Fine tuning SAM with input images 256x256

Hello all
I am trying to fine-tune the Segment Anything (SAM) model.
I would like to load a pretrained model such as “sam-vit-base”
so that the trained encoder is frozen and only the decoder is fine tuned.
My input images are 256x256 and so are the segmentation labels.
I see that the model resizes the input to 1024x1024 and outputs 256x256 labels as default.
Is it possible to use a pretrained model for initialization but use the 256x256 images without resizing to 1024x1024. If so what are the code lines and parameters which I should use.
Once I do:
model = SamModel.from_pretrained(“facebook/sam-vit-base”)
How can I modify the image_size=256 parameter.
Also, I saw that once I do change the image_size to 256 without loading a pretrained model then the output mask reduces to 64. I want to keep the output 256.

In summary I would like to start training from a pretrained model and use an input size 256 (w/o resizing to 1024) and get output size 256.

Thank you for your assistance

Oded

Hello,

I have successfully fine-tuned SAM from transformers with 256x256 images and masks. The masks were loaded and converted to numpy 256x256 and grayscale. I used this to get the required numpy arrays to match the fine-tune tutorial.

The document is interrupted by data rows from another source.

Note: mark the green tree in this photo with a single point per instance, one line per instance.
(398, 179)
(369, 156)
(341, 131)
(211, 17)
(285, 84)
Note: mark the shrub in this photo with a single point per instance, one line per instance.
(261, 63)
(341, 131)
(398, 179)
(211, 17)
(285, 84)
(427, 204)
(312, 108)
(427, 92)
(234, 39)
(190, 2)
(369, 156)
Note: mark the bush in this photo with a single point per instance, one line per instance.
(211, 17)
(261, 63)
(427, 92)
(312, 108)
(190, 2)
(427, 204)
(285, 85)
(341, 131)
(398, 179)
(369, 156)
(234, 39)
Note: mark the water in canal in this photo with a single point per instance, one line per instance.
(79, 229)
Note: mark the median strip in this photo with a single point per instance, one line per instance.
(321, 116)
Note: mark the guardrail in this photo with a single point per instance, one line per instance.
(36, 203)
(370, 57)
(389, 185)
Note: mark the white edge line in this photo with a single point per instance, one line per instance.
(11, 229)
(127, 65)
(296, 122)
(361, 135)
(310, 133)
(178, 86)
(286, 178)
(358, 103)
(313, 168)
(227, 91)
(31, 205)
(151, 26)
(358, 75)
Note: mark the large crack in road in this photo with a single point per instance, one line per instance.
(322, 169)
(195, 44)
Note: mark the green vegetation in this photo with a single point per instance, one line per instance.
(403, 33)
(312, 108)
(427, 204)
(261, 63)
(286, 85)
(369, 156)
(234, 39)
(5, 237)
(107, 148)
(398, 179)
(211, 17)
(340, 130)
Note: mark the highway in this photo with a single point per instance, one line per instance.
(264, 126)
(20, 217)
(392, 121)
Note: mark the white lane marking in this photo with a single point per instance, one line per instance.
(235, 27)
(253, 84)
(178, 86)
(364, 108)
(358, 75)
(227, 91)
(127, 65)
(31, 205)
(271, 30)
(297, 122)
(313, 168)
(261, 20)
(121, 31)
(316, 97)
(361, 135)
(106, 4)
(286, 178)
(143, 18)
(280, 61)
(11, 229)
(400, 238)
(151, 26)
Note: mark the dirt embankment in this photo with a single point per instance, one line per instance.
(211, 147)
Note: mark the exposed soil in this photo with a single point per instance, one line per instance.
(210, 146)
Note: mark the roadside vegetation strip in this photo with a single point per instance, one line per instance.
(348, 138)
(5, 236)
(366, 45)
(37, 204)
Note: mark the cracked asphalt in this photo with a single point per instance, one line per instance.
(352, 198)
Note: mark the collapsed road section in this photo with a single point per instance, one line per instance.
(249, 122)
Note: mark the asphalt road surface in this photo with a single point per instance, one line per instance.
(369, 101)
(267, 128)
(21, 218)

def load_and_resize_and_grayscale_images_from_dir(directory, new_shape, threshold=0.0005):
    images = []
    for filename in os.listdir(directory):
        if filename.endswith(".png") or filename.endswith(".jpg"):
            img_path = os.path.join(directory, filename)
            # Remove the first two characters ("._") from the filename... somehow the mac version kept this
            #img_path = os.path.join(directory, filename[2:])
            img = imread(img_path)
            resized_img = resize(img, new_shape, preserve_range=True, anti_aliasing=True)
            grayscaled_img = rgb2gray(resized_img)
            # Apply thresholding to convert grayscale values to 0's and 1's
            thresholded_img = (grayscaled_img > threshold).astype(np.int32)
            images.append(thresholded_img)
    return np.array(images)

def load_and_resize_images_from_dir(directory, new_shape):
    images = []
    for filename in os.listdir(directory):
        if filename.endswith(".png") or filename.endswith(".jpg"):
            img_path = os.path.join(directory, filename)
            # Remove the first two characters ("._") from the filename... somehow the mac version kept this
            #img_path = os.path.join(directory, filename[2:])
            img = imread(img_path)
            resized_img = resize(img, new_shape, preserve_range=True, anti_aliasing=True).astype(np.uint8)
            images.append(resized_img)
    return np.array(images)

Thank you for your reply but I don’t see how this feedback is related to my query.
As I explained, I do not want to resize the image from 256x256 and I want the ViT encoder to accept it as is.

Hey again, sorry for the delayed response. Is there a specific reason why you don’t want the encoder to resize it to 1024? Since SAM was trained on 1024x1024 images, it is to my understanding that this is necessary. If you’re looking for a smaller model, I think TinySAM may help?

The interpolation effects edges, especially for small object which is what I am trying to segment in the image. But if this is a limitation of the ViT architecture I was not aware of then I get it :).